Since Pandas makes no explicit guarantees about when indexers return a view versus a copy, assignments that use chained indexing generally always raise a SettingWithCopyWarning even though in this case the assignment succeeds in modifying df:
In [22]: df = pd.DataFrame({'foo':list('ABC')}, index=[0,2,1])
In [24]: df['bar'] = 100
In [25]: df['bar'].iloc[0] = 99
/home/unutbu/data/binky/bin/ipython:1: SettingWithCopyWarning:
A value is trying to be set on a copy of a slice from a DataFrame
See the caveats in the documentation: http://pandas.pydata.org/pandas-docs/stable/indexing.html#indexing-view-versus-copy
self._setitem_with_indexer(indexer, value)
In [26]: df
Out[26]:
foo bar
0 A 99 <-- assignment succeeded
2 B 100
1 C 100
df.iloc[0]['Btime'] = x does not work:
In contrast, assignment with df.iloc[0]['bar'] = 123 does not work because df.iloc[0] is returning a copy:
In [66]: df.iloc[0]['bar'] = 123
/home/unutbu/data/binky/bin/ipython:1: SettingWithCopyWarning:
A value is trying to be set on a copy of a slice from a DataFrame
See the caveats in the documentation: http://pandas.pydata.org/pandas-docs/stable/indexing.html#indexing-view-versus-copy
In [67]: df
Out[67]:
foo bar
0 A 99 <-- assignment failed
2 B 100
1 C 100
Warning: I had previously suggested df_test.ix[i, 'Btime']. But this is not guaranteed to give you the ith value since ix tries to index by label before trying to index by position. So if the DataFrame has an integer index which is not in sorted order starting at 0, then using ix[i] will return the row labeled i rather than the ith row.
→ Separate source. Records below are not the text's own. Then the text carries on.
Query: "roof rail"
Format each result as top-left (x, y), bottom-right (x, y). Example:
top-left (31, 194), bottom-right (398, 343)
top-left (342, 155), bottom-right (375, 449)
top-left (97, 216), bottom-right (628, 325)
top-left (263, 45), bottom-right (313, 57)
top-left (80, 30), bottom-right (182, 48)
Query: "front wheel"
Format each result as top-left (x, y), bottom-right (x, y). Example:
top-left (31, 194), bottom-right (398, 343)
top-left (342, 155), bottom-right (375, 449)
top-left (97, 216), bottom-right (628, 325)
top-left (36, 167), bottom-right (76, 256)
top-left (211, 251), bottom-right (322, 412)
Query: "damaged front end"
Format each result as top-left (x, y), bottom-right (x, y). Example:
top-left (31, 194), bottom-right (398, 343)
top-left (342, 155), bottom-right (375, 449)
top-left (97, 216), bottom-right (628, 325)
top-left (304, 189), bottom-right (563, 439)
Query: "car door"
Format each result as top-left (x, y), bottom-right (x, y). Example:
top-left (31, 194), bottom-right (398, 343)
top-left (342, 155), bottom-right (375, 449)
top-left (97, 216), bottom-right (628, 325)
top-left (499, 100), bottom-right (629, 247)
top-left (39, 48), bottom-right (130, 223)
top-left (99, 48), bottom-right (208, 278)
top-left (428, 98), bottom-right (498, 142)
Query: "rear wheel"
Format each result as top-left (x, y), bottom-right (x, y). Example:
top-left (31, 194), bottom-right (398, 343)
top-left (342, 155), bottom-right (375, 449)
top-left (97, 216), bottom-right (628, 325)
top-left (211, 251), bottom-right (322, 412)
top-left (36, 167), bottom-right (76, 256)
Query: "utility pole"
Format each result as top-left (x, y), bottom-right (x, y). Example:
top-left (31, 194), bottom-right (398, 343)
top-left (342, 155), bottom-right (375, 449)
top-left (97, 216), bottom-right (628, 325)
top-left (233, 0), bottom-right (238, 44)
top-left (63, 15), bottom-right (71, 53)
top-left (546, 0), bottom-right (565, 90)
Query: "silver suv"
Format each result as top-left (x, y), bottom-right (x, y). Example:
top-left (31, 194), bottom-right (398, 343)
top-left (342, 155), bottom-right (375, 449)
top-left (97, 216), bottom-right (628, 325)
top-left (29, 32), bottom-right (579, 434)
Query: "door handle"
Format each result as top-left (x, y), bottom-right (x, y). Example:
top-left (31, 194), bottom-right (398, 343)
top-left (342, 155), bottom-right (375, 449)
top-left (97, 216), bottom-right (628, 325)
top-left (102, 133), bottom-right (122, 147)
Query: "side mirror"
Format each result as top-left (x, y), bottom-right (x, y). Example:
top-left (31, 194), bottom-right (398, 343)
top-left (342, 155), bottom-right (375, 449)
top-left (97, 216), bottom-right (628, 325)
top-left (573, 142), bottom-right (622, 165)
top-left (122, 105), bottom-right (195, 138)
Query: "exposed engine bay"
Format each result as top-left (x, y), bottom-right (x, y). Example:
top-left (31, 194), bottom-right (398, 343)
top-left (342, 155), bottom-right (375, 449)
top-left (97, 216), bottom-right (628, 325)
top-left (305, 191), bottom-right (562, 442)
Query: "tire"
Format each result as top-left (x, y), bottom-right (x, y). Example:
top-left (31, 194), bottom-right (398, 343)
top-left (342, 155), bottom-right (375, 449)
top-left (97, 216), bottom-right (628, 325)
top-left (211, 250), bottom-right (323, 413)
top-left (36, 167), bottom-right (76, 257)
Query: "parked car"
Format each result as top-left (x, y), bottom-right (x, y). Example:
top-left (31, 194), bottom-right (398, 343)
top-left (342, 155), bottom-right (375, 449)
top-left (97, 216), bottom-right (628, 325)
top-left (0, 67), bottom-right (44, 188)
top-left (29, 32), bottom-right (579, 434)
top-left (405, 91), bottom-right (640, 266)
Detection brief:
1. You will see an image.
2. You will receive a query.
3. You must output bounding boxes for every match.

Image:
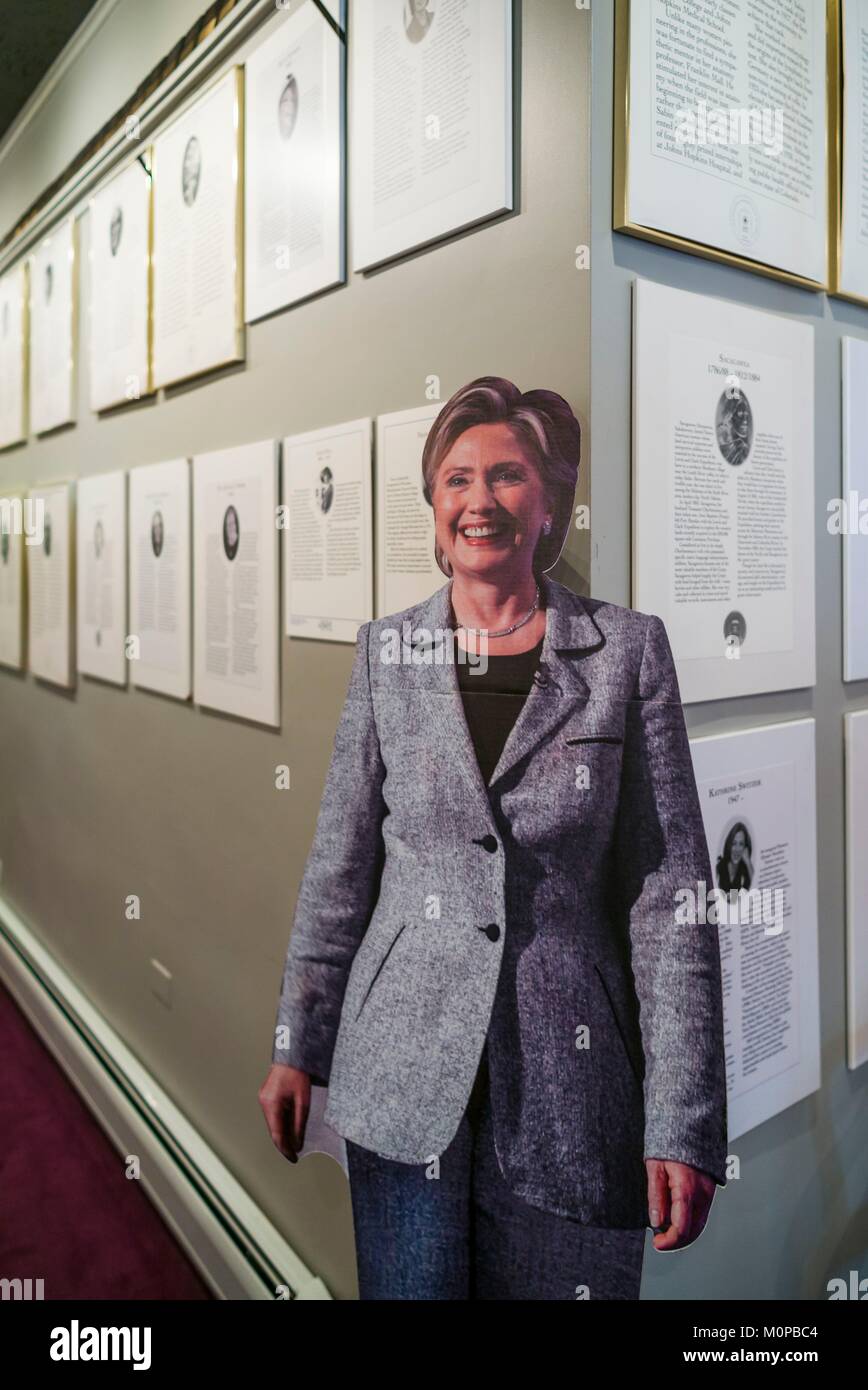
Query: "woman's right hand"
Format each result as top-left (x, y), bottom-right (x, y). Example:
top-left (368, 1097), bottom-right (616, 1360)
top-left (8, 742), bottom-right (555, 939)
top-left (259, 1062), bottom-right (310, 1163)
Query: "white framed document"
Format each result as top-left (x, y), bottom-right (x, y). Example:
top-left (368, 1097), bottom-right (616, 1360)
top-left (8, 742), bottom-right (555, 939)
top-left (245, 4), bottom-right (346, 322)
top-left (29, 217), bottom-right (78, 434)
top-left (129, 459), bottom-right (193, 699)
top-left (351, 0), bottom-right (513, 270)
top-left (0, 260), bottom-right (28, 449)
top-left (0, 496), bottom-right (26, 671)
top-left (844, 709), bottom-right (868, 1070)
top-left (26, 482), bottom-right (75, 688)
top-left (376, 404), bottom-right (436, 617)
top-left (193, 439), bottom-right (281, 726)
top-left (153, 68), bottom-right (243, 386)
top-left (692, 719), bottom-right (821, 1140)
top-left (88, 150), bottom-right (153, 410)
top-left (284, 420), bottom-right (374, 642)
top-left (75, 471), bottom-right (127, 685)
top-left (613, 0), bottom-right (833, 289)
top-left (633, 279), bottom-right (815, 703)
top-left (826, 338), bottom-right (868, 681)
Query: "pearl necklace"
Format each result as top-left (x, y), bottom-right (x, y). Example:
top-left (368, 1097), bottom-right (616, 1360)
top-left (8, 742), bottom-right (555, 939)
top-left (449, 584), bottom-right (540, 638)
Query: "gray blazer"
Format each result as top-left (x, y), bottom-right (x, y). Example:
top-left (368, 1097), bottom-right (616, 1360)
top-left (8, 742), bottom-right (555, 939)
top-left (273, 577), bottom-right (726, 1227)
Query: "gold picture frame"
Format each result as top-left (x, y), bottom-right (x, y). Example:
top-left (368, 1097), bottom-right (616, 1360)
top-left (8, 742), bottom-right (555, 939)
top-left (88, 145), bottom-right (156, 416)
top-left (612, 0), bottom-right (837, 293)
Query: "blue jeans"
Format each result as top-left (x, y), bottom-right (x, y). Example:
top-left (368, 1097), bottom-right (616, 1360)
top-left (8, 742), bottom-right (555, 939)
top-left (346, 1051), bottom-right (645, 1301)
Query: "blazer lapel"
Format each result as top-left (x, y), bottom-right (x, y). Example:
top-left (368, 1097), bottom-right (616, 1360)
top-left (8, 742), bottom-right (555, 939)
top-left (403, 575), bottom-right (604, 812)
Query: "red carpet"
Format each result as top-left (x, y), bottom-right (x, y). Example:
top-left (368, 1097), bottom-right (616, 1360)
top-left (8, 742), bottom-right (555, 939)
top-left (0, 986), bottom-right (213, 1301)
For example,
In [1]: df = pd.DataFrame({'foo':list('ABC')}, index=[0,2,1])
In [2]: df
Out[2]:
foo
0 A
2 B
1 C
In [4]: df.ix[1, 'foo']
Out[4]: 'C'
Note that the answer from #unutbu will be correct until you want to set the value to something new, then it will not work if your dataframe is a view.
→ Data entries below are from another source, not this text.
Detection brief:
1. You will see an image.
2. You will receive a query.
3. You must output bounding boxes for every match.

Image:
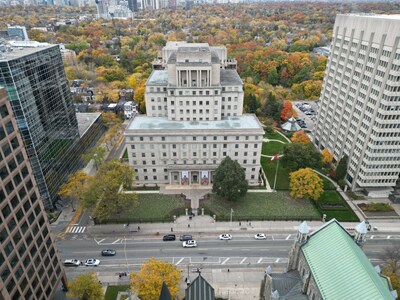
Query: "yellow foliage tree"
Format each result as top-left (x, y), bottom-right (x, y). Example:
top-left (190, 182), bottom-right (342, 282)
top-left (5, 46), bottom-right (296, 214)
top-left (289, 168), bottom-right (324, 201)
top-left (321, 148), bottom-right (333, 164)
top-left (67, 272), bottom-right (104, 300)
top-left (58, 170), bottom-right (91, 206)
top-left (292, 130), bottom-right (310, 144)
top-left (131, 257), bottom-right (181, 300)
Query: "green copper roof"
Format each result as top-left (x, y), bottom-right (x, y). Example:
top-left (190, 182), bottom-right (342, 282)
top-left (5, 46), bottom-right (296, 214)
top-left (302, 220), bottom-right (394, 300)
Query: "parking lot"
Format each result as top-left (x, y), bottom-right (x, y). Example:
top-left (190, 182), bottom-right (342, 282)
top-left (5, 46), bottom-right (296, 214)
top-left (293, 101), bottom-right (319, 133)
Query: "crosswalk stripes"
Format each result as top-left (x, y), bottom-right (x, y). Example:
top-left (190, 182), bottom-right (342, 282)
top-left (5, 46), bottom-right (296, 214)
top-left (65, 226), bottom-right (86, 233)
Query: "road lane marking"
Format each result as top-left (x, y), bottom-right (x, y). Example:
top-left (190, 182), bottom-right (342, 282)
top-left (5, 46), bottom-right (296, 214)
top-left (221, 257), bottom-right (230, 265)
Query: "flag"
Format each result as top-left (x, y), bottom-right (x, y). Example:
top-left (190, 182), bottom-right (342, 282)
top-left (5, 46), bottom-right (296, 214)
top-left (271, 154), bottom-right (279, 161)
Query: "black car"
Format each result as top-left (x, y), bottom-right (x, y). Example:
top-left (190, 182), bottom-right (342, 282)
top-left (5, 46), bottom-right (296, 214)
top-left (179, 234), bottom-right (193, 241)
top-left (163, 234), bottom-right (176, 241)
top-left (101, 249), bottom-right (117, 256)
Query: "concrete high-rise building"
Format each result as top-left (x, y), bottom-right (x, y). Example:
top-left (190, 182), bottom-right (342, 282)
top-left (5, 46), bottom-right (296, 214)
top-left (125, 42), bottom-right (264, 188)
top-left (0, 45), bottom-right (81, 207)
top-left (0, 88), bottom-right (66, 300)
top-left (314, 14), bottom-right (400, 196)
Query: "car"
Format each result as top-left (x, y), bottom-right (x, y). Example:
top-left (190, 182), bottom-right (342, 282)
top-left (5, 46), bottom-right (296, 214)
top-left (179, 234), bottom-right (193, 241)
top-left (101, 249), bottom-right (117, 256)
top-left (163, 234), bottom-right (176, 241)
top-left (182, 240), bottom-right (197, 248)
top-left (219, 233), bottom-right (232, 240)
top-left (85, 258), bottom-right (100, 267)
top-left (254, 233), bottom-right (267, 240)
top-left (64, 259), bottom-right (82, 267)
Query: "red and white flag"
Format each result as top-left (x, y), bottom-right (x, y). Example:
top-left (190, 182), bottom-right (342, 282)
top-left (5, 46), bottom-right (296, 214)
top-left (271, 154), bottom-right (279, 161)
In [4]: df = pd.DataFrame({'foo':list('ABC')}, index=[0,2,1])
In [5]: df['bar'] = 100
In [6]: df['bar'].iloc[0] = 99
/opt/local/Library/Frameworks/Python.framework/Versions/2.7/lib/python2.7/site-packages/pandas-0.16.0_19_g8d2818e-py2.7-macosx-10.9-x86_64.egg/pandas/core/indexing.py:118: SettingWithCopyWarning:
A value is trying to be set on a copy of a slice from a DataFrame
See the the caveats in the documentation: http://pandas.pydata.org/pandas-docs/stable/indexing.html#indexing-view-versus-copy
self._setitem_with_indexer(indexer, value)
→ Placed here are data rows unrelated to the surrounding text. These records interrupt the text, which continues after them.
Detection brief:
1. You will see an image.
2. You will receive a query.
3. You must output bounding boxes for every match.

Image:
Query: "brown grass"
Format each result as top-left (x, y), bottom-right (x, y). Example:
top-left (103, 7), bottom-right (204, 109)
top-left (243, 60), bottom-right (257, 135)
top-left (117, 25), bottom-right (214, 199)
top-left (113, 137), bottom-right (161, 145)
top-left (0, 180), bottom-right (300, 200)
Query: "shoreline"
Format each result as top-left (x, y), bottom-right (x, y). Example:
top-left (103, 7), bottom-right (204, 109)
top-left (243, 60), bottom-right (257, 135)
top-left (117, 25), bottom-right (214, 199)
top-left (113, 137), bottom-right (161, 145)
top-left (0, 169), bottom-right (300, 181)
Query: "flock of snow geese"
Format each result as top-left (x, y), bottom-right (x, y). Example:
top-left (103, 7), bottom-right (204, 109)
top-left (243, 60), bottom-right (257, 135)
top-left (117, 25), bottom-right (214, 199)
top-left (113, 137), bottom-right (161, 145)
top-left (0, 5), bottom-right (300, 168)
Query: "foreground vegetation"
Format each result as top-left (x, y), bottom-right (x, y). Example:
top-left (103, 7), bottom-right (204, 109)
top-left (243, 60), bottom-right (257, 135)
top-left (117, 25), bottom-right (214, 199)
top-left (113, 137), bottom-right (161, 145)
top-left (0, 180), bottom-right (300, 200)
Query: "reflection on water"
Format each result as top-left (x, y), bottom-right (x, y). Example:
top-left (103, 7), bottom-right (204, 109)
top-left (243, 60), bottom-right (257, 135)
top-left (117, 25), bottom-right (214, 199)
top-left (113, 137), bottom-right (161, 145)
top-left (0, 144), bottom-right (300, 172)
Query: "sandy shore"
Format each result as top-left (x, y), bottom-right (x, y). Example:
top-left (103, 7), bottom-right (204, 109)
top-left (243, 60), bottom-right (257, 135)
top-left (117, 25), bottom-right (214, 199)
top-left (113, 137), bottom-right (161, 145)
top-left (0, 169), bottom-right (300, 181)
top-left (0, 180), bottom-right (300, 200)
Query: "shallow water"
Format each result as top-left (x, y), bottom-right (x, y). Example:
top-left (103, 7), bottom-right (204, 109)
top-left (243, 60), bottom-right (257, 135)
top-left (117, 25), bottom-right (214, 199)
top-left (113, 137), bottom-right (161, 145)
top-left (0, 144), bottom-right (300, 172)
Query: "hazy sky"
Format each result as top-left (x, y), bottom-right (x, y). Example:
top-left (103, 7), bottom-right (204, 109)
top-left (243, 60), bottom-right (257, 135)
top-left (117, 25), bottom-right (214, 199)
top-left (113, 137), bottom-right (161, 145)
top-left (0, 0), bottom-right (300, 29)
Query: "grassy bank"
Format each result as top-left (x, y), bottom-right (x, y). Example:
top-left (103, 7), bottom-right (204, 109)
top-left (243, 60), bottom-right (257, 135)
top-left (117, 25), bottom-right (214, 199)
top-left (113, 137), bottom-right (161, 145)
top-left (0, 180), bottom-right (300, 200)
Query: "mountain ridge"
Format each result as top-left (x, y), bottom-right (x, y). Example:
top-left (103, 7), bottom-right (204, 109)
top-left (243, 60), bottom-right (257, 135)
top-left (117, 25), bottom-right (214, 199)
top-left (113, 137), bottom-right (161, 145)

Another approach that will consistently work with both setting and getting is:
In [7]: df.loc[df.index[0], 'foo']
Out[7]: 'A'
In [8]: df.loc[df.index[0], 'bar'] = 99
In [9]: df
Out[9]:
foo bar
0 A 99
2 B 100
1 C 100
Another way to do this:
first_value = df['Btime'].values[0]
This way seems to be faster than using .iloc:
In [1]: %timeit -n 1000 df['Btime'].values[20]
5.82 µs ± 142 ns per loop (mean ± std. dev. of 7 runs, 1000 loops each)
In [2]: %timeit -n 1000 df['Btime'].iloc[20]
29.2 µs ± 1.28 µs per loop (mean ± std. dev. of 7 runs, 1000 loops each)
df.iloc[0].head(1) - First data set only from entire first row.
df.iloc[0] - Entire First row in column.
In a general way, if you want to pick up the first N rows from the J column from pandas dataframe the best way to do this is:
data = dataframe[0:N][:,J]
To access a single value you can use the method iat that is much faster than iloc:
df['Btime'].iat[0]
You can also use the method take:
df['Btime'].take(0)
.iat and .at are the methods for getting and setting single values and are much faster than .iloc and .loc. Mykola Zotko pointed this out in their answer, but they did not use .iat to its full extent.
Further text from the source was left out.